The Committee Member noted that some objectives, such as mental health, have measures available nationally but those measures are unlikely to be applicable to state and community sources. He asked whether availability of national-level versus state-level versus local-level measures played a part in the selection of objectives. Dr. Teutsch responded that it was one consideration, but was not overarching. When the IOM Committee was filtering down specific measures, they took into account what was known about the health impact of a particular measure and objective.
Another Committee Member noted the discussion around adjusting for quality of life and adjusting for quality of life related to disability. She raised a caution that as HHS thinks about the effects of disability on quality of life and recognize that these effects are compounded by environmental and social determinants of health. She emphasized that the quality of life of people living with disabilities should not be devalued, especially if the LHIs are meant to improve the quality of life. Dr. Nerenz agreed, and pointed out that some technical issues of using the metrics in a way that adjusts for as many relevant factors as possible was beyond the scope of the IOM Committee’s charge.

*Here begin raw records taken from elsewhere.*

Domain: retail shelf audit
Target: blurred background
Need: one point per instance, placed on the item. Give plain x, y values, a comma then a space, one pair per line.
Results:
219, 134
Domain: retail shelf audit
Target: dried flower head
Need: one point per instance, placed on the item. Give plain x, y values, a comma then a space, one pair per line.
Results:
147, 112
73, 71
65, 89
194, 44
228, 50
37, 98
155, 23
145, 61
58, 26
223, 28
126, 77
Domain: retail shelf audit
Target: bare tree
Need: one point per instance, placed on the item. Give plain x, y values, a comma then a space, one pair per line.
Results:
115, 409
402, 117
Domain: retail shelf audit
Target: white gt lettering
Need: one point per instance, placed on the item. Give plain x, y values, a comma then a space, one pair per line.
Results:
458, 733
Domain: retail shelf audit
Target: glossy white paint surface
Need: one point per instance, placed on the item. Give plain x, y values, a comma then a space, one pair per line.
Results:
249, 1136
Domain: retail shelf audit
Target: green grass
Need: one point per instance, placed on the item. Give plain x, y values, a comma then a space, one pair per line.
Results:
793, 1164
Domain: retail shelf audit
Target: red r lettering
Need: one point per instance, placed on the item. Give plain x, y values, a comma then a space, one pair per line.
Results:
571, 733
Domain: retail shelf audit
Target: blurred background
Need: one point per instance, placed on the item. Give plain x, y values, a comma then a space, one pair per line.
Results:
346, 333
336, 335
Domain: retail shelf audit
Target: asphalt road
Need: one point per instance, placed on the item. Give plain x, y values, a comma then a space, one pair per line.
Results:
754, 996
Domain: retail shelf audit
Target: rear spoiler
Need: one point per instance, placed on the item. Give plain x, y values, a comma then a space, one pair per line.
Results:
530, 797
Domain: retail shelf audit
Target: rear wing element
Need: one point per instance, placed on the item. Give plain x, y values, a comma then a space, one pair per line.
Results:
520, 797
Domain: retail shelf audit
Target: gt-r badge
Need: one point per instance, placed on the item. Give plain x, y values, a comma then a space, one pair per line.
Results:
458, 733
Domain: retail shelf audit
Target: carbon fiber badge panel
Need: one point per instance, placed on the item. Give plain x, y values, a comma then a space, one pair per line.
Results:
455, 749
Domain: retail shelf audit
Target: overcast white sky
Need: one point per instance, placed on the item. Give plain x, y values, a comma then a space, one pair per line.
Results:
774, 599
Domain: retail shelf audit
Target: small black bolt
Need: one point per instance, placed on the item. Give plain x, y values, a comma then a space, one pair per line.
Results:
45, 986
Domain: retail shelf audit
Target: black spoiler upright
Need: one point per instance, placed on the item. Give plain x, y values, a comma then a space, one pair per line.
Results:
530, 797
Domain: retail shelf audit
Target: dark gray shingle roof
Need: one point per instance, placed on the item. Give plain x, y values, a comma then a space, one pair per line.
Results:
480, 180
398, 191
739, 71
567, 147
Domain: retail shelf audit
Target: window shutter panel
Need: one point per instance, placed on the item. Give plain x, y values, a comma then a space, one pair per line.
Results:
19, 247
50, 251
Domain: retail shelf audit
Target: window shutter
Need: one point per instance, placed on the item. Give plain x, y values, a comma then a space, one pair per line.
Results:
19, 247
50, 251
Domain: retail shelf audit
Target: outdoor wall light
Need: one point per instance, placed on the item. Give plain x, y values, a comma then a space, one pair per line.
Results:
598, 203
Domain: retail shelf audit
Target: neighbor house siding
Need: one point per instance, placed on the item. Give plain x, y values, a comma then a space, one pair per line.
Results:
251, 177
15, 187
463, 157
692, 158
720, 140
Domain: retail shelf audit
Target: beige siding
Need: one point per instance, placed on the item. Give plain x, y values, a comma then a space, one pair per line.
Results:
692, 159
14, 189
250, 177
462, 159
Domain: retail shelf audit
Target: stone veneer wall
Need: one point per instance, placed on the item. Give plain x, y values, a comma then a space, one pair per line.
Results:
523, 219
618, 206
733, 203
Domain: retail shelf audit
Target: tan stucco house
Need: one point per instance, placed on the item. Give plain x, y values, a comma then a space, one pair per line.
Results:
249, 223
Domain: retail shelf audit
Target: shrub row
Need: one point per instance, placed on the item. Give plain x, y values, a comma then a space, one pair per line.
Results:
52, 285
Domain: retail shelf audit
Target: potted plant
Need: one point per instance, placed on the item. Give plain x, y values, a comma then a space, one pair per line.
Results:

Dr. Shiriki Kumanyika, Committee Vice-chair, asked if the IOM Committee’s had considered that its approach would result in a sense of what the national priorities might be, or if they viewed indicators and objectives as being separate from national priorities. Dr. Nerenz said the IOM Committee did not make any attempt to prioritize within recommended objectives, indicators, or topics. The selection of 24 objectives seemed to be a very strong message, and the IOM Committee understood their task to be fundamentally about priorities. Dr. Teutsch said the IOM Committee recognized early on that setting national priorities was one of the uses of the LHIs; therefore, the Members were cognizant of selecting the objectives of most importance.
Dr. Kumanyika asked whether the IOM Committee strove to select indicators that represented the Nation’s top problems or whether it strove to balance its selection of indicators. Dr. Nerenz answered that the Committee did not seek to make any stronger statements about priorities within the recommendations because it would have gone beyond their charge.
Finally, a Committee Member asked whether the IOM Committee considered the evidence base for action in their selection processor expressed uncertainty in selecting indicators with less or no evidence. Dr. Nerenz said that given the limited timeline under which the Committee was working, a degree of uncertainty was implicit and if various experts thought the evidence base was weak between action and outcome or that a measurement had some uncertainty or data sources were not completely reliable, these had the effect of reducing enthusiasm for an objective or topic. To select the objectives, the IOM Committee had 3 distinct subgroups who took up the task of selecting the first cut of objectives. None of these subgroups used an explicit quantitative metric for uncertainty to serve as a filter.